OSU students to create village plan
BUCKEYE LAKE – No matter how badly people who live in a community would like that community to stay the same and never change, some growth is absolutely necessary to sustain all the services to which residents are accustomed to having, said Aaron Domini, a senior planner with Gahanna’s Bird Houk Collaborative architectural firm and an adjunct OSU professor.
As a professor, Domini is leading an OSU city planning class that, during the next few months, will create a master growth and development plan for the village at no expense to the village.
“This is an opportunity for the village and the students,” said Domini. “It’s a great partnership.” He said Buckeye Lake Village was a natural subject for his class. “There are so many dynamics in the village,” said Domini. He said Buckeye Lake Village is a tourist destination, much of the population leaves during winter, it has marinas, parks, distinct neighborhoods that are socially diverse, private clubs, newly planned development, and it could use the class’ services.
In other words, it’s a perfect place for Domini’s students to have some “real world” experience outside of the classroom. “It makes it an interesting case study for the students,” he said.
Domini said planning for the future is absolutely necessary for any community, despite the sluggish economy. “Doing nothing is a recipe for disaster,” he said. No matter where one goes, there will be people within the community who want to maintain the status quo, and have the community remain the same it’s always been, said Domini. However, without growth, he said it’s impossible for communities to maintain the same police and fire protection, road maintenance, and other services that community members have come to expect.
Domini said the master plan would be created in three steps. First, the students will conduct a technical analysis of the village, or, in other words, take and inventory of Buckeye Lake’s properties, services, and population. They’ll also prepare an existing conditions and trends analysis. Then, the students will begin a broad public involvement campaign including online surveys and on-street interviews with residents. “We’re trying to talk with people,” he said. Domini wants to learn what people like about Buckeye Lake Village, dis- like, and would like to see come to the village. The survey can be accessed online at https://www.surveymonkey.com/s/_ buckeyelakevillage. He doesn’t believe that any outside service creating a master plan can really get a feel for what the municipality needs without spending significant time talking to residents and learning what they expect to happen in the future. Domini said OSU students would begin chatting with Buckeye Lake residents soon.
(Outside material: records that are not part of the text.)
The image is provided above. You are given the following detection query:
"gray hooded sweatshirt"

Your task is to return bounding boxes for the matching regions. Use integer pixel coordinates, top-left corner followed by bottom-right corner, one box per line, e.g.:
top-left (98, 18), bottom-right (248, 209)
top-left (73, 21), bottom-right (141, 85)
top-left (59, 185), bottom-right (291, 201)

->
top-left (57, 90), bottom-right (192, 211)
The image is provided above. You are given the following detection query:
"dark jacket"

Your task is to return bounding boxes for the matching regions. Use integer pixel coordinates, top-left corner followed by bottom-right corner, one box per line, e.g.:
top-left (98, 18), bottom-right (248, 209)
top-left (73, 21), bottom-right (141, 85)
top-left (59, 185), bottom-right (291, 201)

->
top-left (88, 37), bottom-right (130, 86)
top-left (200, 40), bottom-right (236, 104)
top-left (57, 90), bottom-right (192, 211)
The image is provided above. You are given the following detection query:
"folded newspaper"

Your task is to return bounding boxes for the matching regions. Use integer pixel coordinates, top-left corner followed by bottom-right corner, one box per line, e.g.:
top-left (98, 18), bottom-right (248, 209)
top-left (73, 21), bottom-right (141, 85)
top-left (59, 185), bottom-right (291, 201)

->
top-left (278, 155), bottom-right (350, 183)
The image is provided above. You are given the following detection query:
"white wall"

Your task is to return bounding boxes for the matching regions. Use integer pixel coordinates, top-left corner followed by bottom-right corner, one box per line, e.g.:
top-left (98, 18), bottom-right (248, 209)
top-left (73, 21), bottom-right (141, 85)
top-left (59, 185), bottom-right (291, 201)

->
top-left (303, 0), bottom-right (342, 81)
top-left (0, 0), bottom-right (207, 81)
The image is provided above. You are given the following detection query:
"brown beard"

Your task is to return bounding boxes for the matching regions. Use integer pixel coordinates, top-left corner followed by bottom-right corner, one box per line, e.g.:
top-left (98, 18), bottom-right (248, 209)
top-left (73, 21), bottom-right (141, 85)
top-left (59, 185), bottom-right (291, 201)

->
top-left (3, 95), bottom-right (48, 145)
Domini said the third step in the process is gaining perspective from “the outside looking in,” or speaking with people who live outside of Buckeye Lake but are familiar with it, and asking them what they would like to see the village do to make it more attractive to visitors. He hopes to have the master plan completed by December of this year. “These are just suggestions,” said Domini. “We’re not telling the village what to do. It’s a tool.”
“As a class they are making a plan for development of the village. I understand that some have already checked out the area and interviewed residents,” said Buckeye Lake Mayor Rick Baker. He said he, council President Charlene Hayden, incoming Service Director Dan Coffman, and possibly others planned meet with Domini and his class Oct. 13 to learn more about the project.
In other village news:
• Baker, during Monday night’s Buckeye Lake Village Council meeting, said the village is planning a small private party Oct. 21 to bid current Service Director Tim Matheny farewell – Matheny is retiring at the end of the month – and welcome Coffman, whose first day is Oct. 17.
“I think Tim has served the village well. He’s going to be missed, that’s for sure,” said council member Kaye Hartman.
“He’s been a tremendous asset to the village,” said Hayden.
Baker said previously that Coffman’s duties are not yet defined, although as a full-time village employee Coffman will likely focus upon development issues. Current Director of Development Valerie Hans, who is part-time, will likely take over many of Matheny’s duties.
• Fiscal Officer Vince Popo, in his report to council, recommended that council consider placing a street levy on the ballot. “Be active, not reactive,” he said. Popo said revenues are down for 2011 compared to last year. This year’s general fund is down $8,000 from last year, he said, the street department fund is down by $16,000, the fire department fund is down $19,000, and police budget is down $7,000. “We must be vigilant,” he said.
Popo encouraged council members and residents to create groups devoted to organizing flag donation and Christmas decoration fundraisers as the holiday season approaches.